Entries in good (1)



I found three terrific articles on simplicity this weekend. I like the idea of simplicity and elegance generally, but it's particularly worth paying attention to as we plan Bamboo.

EVERYBODY knows there's a lot of value in the union of POS, Reservation, OMO, Loyalty, and other restaurant data pools. NOBODY believes we can make a solution simple and elegant enough to capture the value of the data.

SO -- Steve Jobs time:

"When you start looking at a problem and it seems really simple, you don't really understand the complexity of the problem. Then you get into the problem, and you see that it's really complicated, and you come up with all these convoluted solutions.

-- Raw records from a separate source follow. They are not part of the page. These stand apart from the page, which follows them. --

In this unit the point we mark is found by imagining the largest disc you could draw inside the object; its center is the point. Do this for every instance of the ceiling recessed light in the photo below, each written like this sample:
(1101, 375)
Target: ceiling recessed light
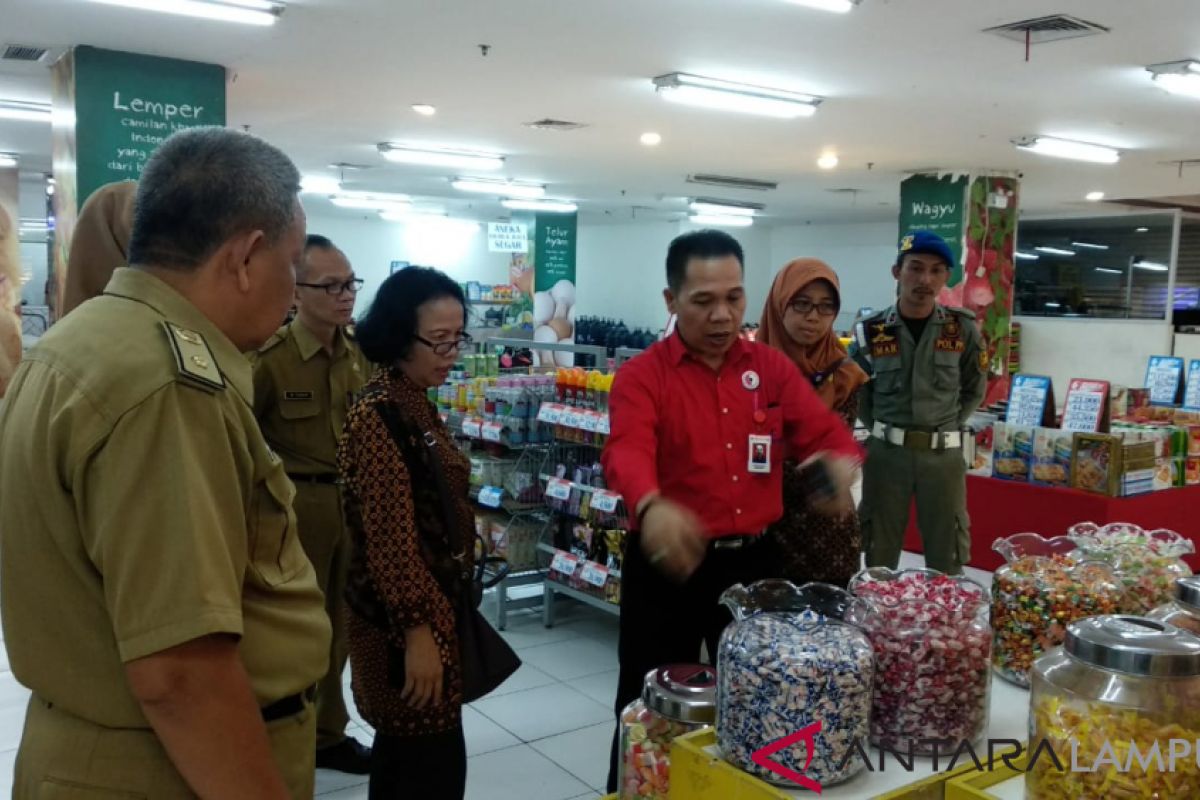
(729, 96)
(555, 206)
(502, 188)
(1047, 145)
(439, 157)
(249, 12)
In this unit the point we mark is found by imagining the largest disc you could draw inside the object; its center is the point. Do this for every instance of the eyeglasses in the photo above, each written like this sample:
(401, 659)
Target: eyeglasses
(447, 348)
(803, 306)
(335, 289)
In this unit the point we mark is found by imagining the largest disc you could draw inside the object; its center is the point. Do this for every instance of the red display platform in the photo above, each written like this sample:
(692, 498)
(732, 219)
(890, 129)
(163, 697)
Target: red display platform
(1000, 509)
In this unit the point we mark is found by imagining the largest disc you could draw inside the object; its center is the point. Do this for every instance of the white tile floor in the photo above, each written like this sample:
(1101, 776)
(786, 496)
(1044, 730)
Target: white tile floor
(544, 735)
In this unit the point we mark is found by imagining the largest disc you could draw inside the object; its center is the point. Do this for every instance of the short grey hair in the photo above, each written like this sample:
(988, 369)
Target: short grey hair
(204, 186)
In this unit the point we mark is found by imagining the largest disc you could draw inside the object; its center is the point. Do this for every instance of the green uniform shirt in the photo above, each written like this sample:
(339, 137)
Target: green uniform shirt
(301, 396)
(142, 509)
(935, 384)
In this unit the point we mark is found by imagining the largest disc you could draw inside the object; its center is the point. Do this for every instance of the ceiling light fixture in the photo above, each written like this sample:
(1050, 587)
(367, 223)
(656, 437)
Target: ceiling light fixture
(247, 12)
(502, 188)
(1177, 77)
(720, 221)
(24, 112)
(1045, 145)
(1150, 266)
(555, 206)
(729, 96)
(319, 185)
(439, 157)
(835, 6)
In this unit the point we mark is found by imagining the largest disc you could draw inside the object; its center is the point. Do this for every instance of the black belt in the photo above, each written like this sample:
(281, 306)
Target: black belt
(329, 479)
(289, 705)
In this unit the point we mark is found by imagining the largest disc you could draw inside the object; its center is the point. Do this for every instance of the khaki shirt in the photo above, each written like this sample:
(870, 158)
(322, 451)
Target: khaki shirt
(301, 396)
(935, 384)
(142, 509)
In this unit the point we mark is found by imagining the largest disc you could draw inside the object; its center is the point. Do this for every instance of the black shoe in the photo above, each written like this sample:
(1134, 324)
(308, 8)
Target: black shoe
(347, 756)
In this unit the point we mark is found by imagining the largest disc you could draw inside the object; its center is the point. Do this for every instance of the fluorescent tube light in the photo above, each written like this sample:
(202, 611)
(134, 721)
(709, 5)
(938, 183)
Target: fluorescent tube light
(23, 112)
(720, 221)
(1151, 266)
(835, 6)
(1045, 145)
(729, 96)
(555, 206)
(439, 157)
(503, 188)
(247, 12)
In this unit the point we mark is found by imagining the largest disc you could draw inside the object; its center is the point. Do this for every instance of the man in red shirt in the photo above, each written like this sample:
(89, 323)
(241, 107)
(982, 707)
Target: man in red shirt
(701, 425)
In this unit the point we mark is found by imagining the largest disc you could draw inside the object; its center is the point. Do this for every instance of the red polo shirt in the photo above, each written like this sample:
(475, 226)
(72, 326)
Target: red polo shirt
(683, 431)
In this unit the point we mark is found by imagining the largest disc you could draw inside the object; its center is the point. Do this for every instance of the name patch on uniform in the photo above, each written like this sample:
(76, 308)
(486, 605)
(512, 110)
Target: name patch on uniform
(883, 342)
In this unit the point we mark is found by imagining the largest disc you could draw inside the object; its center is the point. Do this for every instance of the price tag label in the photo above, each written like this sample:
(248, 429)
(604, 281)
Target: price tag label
(550, 413)
(606, 501)
(595, 575)
(558, 489)
(564, 563)
(491, 497)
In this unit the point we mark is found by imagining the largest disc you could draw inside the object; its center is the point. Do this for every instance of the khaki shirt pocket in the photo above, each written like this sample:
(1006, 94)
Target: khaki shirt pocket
(275, 552)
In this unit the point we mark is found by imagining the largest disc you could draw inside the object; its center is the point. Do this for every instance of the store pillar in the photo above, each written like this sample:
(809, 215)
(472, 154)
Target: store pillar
(977, 217)
(111, 110)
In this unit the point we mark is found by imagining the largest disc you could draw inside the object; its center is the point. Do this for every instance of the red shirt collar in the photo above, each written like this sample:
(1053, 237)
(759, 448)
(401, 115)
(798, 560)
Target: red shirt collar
(677, 350)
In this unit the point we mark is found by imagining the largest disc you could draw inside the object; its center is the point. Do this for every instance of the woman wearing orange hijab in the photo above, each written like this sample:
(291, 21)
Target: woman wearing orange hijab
(798, 319)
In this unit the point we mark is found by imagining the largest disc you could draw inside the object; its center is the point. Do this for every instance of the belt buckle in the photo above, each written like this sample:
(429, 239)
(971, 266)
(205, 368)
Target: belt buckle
(918, 439)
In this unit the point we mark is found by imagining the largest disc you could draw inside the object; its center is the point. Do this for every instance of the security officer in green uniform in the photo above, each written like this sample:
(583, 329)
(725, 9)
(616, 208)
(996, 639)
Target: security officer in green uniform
(928, 366)
(156, 599)
(304, 379)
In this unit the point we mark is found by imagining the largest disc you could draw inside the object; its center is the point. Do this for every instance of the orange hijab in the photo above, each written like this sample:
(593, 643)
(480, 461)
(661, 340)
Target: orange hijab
(826, 355)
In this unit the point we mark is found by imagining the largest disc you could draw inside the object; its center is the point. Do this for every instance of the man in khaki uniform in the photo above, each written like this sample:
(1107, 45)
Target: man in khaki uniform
(156, 599)
(929, 371)
(304, 379)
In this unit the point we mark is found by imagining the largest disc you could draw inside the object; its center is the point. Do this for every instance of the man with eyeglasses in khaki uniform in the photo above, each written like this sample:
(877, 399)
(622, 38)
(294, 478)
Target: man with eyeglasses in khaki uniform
(305, 378)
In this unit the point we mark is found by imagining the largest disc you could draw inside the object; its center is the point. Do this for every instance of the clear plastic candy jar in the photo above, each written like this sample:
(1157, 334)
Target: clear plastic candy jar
(933, 650)
(675, 701)
(1147, 561)
(1037, 594)
(789, 662)
(1185, 611)
(1109, 709)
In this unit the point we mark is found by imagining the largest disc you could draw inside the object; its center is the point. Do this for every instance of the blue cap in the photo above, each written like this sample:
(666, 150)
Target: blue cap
(923, 241)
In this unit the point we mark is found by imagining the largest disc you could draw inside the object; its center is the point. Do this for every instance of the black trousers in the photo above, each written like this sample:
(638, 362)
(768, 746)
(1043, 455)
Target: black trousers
(419, 768)
(664, 623)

That's sort of the middle, and that's where most people stop ... But the really great person will keep on going and find the key, the underlying principle of the problem -- and come up with an elegant, really beautiful solution that works. That's what we wanted to do with Bamboo."

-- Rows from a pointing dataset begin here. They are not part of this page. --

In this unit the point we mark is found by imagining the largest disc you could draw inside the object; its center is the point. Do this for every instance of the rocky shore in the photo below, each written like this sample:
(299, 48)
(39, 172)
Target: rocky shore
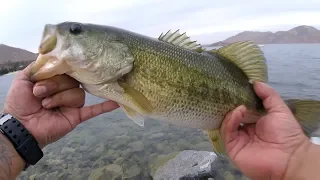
(111, 146)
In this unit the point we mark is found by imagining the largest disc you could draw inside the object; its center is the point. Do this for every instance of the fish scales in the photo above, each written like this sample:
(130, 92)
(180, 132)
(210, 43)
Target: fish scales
(171, 78)
(186, 87)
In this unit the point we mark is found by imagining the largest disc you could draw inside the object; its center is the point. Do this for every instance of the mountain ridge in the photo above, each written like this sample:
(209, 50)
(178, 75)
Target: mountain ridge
(298, 34)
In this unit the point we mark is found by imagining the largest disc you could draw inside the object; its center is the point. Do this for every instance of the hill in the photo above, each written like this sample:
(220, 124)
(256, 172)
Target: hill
(13, 59)
(299, 34)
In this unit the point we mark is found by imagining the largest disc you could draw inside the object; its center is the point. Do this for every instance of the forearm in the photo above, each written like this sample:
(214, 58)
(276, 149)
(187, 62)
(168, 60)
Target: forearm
(305, 164)
(11, 164)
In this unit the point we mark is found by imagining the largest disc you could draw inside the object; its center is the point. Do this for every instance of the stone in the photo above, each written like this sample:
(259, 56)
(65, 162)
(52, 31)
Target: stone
(67, 150)
(156, 136)
(119, 160)
(100, 148)
(157, 161)
(133, 172)
(98, 163)
(112, 172)
(136, 146)
(188, 164)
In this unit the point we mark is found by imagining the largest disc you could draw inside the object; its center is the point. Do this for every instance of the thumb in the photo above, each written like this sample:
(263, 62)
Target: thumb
(271, 99)
(231, 123)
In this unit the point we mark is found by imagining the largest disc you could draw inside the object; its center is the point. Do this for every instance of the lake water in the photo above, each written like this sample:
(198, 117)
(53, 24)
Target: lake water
(112, 140)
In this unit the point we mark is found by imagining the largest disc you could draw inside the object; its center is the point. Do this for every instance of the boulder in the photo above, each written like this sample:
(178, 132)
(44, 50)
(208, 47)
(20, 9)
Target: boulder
(187, 164)
(196, 165)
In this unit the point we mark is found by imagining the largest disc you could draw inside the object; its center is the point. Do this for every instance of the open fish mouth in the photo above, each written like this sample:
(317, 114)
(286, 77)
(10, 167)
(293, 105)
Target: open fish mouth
(48, 64)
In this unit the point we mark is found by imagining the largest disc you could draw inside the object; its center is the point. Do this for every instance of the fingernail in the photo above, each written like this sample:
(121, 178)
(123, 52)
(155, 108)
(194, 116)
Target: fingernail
(39, 90)
(46, 102)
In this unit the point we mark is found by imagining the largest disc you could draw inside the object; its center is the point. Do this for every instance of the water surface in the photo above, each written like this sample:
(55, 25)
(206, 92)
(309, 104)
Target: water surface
(112, 140)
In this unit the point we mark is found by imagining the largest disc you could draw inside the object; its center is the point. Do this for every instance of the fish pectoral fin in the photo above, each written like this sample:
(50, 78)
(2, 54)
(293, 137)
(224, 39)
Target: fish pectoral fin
(248, 57)
(216, 141)
(133, 115)
(307, 113)
(138, 99)
(181, 40)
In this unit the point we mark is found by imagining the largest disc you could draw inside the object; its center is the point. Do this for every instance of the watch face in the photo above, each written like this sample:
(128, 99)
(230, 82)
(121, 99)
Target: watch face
(4, 118)
(2, 115)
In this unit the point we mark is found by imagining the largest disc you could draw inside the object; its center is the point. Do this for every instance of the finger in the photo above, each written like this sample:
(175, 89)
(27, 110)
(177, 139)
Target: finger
(231, 123)
(269, 96)
(70, 98)
(97, 109)
(54, 85)
(26, 72)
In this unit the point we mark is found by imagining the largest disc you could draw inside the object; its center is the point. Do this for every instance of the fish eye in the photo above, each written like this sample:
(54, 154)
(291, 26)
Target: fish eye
(76, 29)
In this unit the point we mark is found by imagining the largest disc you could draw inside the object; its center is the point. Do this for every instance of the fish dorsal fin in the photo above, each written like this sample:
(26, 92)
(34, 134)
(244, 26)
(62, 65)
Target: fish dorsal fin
(248, 57)
(178, 39)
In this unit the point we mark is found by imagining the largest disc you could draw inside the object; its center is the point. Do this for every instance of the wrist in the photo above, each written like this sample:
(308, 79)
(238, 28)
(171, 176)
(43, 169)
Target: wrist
(302, 161)
(11, 163)
(21, 140)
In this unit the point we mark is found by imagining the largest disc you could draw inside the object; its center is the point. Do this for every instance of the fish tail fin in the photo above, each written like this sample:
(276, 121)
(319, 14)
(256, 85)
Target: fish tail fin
(307, 113)
(216, 141)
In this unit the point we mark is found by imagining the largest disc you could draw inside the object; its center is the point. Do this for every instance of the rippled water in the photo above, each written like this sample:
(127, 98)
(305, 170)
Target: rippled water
(112, 140)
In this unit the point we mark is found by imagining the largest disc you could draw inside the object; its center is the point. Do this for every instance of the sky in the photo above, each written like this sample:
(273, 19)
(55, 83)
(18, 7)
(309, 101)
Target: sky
(207, 21)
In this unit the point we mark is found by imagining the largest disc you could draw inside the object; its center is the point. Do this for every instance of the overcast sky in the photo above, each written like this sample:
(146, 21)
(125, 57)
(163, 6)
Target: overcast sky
(22, 21)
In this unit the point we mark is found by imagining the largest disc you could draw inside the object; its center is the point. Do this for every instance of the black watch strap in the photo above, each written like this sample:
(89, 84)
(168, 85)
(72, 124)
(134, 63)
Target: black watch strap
(24, 143)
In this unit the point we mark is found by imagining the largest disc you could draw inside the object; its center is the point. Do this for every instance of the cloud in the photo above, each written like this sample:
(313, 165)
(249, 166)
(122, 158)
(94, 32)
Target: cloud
(22, 21)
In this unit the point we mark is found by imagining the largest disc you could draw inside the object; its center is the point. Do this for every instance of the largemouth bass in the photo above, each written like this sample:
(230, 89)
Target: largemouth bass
(169, 78)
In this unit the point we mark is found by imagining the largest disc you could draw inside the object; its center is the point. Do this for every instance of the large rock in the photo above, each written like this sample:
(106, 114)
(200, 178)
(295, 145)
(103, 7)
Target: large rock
(186, 164)
(193, 165)
(112, 172)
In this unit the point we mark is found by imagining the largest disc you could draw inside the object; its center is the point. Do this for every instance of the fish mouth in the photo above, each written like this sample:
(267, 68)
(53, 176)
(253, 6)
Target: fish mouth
(47, 63)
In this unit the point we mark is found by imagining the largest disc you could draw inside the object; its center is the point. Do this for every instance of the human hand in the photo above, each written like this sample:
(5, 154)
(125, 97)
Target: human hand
(51, 108)
(263, 150)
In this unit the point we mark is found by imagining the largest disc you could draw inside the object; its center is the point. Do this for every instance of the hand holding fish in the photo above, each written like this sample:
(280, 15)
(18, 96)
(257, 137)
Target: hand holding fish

Steve Jobs [quoted in "Subject to Change":, p. 10]

The first article is The curse of plenty: what El Mariachi tells us about writing software. El Mariachi is a 1992 film that Robert Rodriguez spent all of $7,000 filming. He had nothing, but nothing was a blessing, not a curse. Rodriguez had to be creative to get a film shot for $7K. A similar tale is told in Stephen Spielberg's 1975 archtypal summer epic Jaws. What had Spielberg done before Jaws? "Duel" - a nice made-for-TV movie with Dennis Weaver, but otherwise... NOTHING. He had almost no money - if he'd had more $$$, we have seen more fake-shark in a much worse movie.

The second article in this theme comes from Wired: The Good Enough Revolution: When Cheap and Simple Is Just Fine. The basic idea here is that we're in the midst of a revolution of just-good-enough technologies:

  • mp3,
  • skype,
  • the military "predator" aircraft,
  • and medical mini-clinics

are just 4 examples of technologies that should have been too simplistic to be widely adopted, but were adopted anyway. I might make the case that Open Table is another example -- a primitive reservation system tied to a lot of other crap - where people put up with the primitiveness and the crap to get to the essence: online reservations.

The final variation on this theme is pure software from Stefan Tilkov's blog: The Web in the Enterprise.

The basic argument here is that most enterprise software sucks (Coming from Oracle, I'd refute this if I could ... I can't). Web software is, by contrast, oversimplified and primitive, but IS elemental and (in it's best cases) DOES NOT SUCK. Tilkov notes:

Your users probably don’t care much about the things you think they do. They basically want to find information, enter some data, hit a button, enter some more data, and be done with it. They don’t care about being able to use the right mouse button, don’t care for dragging and dropping things, and entirely happy with a pretty basic design.

The elegance here is the characteristic of leading web apps to restrict themselves to just what a user wants to do. That leads us back to Antoine de Saint-Exupery, who stated:

Perfection is achieved, not when there is nothing left to add, but when there is nothing left to remove.